Ein religöser Allrounder pflichte beiden bei und nannte
mich eine blöde Schwuchtel.
Meinen Einwand, dass ich Katar gar nicht ins Spiel brachte,
sondern der Betreiber der Seite, wurde wegen off topic
gelöscht. Es geht ums schöne Wetter und nicht um den
Betreiber, ich bekam dann zeitgleich 2 Tickets wegen
Verstosses gegen die Forumsregeln in mehrern Fällen
und einer letzten Warnung!
Ein Woche später drohte mir jemand Schläge an,
weil es den ganzen Tag schon regnete, er fühlte sich
provoziert.
Ein anderen hielt mir vor, dass es vor 30 Jahren auch schon
schönes Wetter gegeben hatte und ich erst jetzt so ein
Wetterfuzzi geworden sei.
Wieder ein anderer googelte den Begriff „Wetter“
und stellte klar, dass es gute und schlechte Wetter
gibt und dies aus dem Bergbau komme, was soll
der Unsinn mit schönem Wetter.
Worauf ein BVB Fan „zieht den Bayern
die Lederhosen aus“ proklamierte, er hatte
mich der Diskreditierung des Ruhrpotts
verdächtigt und somit meine
bajuwarische Identität erkannt.
Erst weinte ich ein wenig, dann erinnerte ich
mich an meinen Nachbarn, er ist ein erklärter
Misanthrop und kann weder sich noch
irgend jemand anders leiden, aber
niemand nimmt es ihm krumm, er ist halt so.
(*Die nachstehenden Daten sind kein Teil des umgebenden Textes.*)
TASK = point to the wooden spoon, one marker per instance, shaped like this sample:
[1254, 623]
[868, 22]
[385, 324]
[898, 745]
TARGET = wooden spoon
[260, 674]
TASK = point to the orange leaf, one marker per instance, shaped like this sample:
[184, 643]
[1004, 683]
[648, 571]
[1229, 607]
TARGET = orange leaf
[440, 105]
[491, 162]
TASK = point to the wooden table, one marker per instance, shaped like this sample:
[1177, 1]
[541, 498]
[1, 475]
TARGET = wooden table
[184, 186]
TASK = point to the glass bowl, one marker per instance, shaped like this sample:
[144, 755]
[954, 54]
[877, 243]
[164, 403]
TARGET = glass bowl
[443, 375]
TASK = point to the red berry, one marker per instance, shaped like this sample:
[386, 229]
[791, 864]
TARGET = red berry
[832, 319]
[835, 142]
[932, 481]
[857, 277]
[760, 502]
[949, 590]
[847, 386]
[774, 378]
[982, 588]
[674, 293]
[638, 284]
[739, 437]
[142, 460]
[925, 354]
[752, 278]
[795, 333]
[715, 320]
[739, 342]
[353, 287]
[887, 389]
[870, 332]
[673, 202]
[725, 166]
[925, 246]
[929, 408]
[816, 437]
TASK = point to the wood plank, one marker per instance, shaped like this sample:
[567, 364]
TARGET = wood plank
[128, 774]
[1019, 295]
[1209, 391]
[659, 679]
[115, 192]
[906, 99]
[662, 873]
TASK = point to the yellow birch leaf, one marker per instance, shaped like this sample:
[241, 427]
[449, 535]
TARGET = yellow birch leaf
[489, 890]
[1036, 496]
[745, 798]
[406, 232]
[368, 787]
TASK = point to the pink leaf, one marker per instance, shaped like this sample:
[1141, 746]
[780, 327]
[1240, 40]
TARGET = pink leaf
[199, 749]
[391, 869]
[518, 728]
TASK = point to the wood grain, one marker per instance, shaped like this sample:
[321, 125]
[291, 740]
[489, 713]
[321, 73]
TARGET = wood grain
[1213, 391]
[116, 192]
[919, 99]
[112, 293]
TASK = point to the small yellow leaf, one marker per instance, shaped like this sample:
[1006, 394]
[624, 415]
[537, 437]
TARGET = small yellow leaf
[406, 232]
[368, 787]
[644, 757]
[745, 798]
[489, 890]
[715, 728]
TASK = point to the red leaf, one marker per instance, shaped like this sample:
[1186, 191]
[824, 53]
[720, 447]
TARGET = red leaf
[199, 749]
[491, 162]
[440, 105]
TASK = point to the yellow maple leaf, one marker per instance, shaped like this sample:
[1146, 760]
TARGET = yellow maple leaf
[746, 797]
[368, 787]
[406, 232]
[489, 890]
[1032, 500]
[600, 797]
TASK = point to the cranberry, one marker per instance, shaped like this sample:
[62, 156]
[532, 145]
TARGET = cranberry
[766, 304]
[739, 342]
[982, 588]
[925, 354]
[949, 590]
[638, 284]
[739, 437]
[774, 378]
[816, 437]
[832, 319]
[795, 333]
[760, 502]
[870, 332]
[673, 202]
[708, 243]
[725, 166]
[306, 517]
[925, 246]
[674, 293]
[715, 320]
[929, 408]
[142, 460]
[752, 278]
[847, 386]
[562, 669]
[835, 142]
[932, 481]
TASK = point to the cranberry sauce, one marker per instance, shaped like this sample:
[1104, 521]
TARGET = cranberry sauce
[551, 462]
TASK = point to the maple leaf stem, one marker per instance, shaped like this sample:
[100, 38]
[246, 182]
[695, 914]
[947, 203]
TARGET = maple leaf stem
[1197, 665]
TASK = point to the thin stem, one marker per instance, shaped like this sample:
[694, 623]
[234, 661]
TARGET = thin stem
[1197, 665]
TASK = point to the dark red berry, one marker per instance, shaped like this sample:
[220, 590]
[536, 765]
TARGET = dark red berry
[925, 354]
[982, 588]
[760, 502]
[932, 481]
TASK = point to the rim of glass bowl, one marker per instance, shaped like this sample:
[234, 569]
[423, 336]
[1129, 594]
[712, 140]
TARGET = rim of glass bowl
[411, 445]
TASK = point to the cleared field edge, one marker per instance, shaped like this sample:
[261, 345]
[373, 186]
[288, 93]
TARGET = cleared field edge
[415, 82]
Das versuchte ich, ich gab mich gleich von
vorne herein als Menschenfeind zu
erkennen und niemand nahm mehr
Notiz von mir. Hat mich trotzdem
jemand als blödes Arschloch tituliert,
dann konnte ich voller Berechtigung sagen:
„Ja, stimmt“, ich bin ein misanthropischer Idiot,
Rassist, etc. was du willst. Und wir brauchten
uns nicht mehr zu hassen.
Vielleicht wirken solche beschreibenden Texte wirklich mehr,
als vorgegebene Regeln?
Aber im Grunde wäre es auch egal, wenn alle Leute
Misanthropen wären, dann bräucht man keine
ethischen Reglen, an die sich ohnehin niemand
hält, mehr aushängen. Und niemand bräuchte mehr beleidigt sein,
weil wir uns ja wirklich alle hassen und verachten!!!
Und selbst wenn hin und wieder ein netter Mensch
darunter wäre, dann könnte man immer noch eine
altruistische Stellung einnehmen.
Das ganze Problem kommt doch nur daher, dass wir
alle gut sein wollen, es aber nicht sind.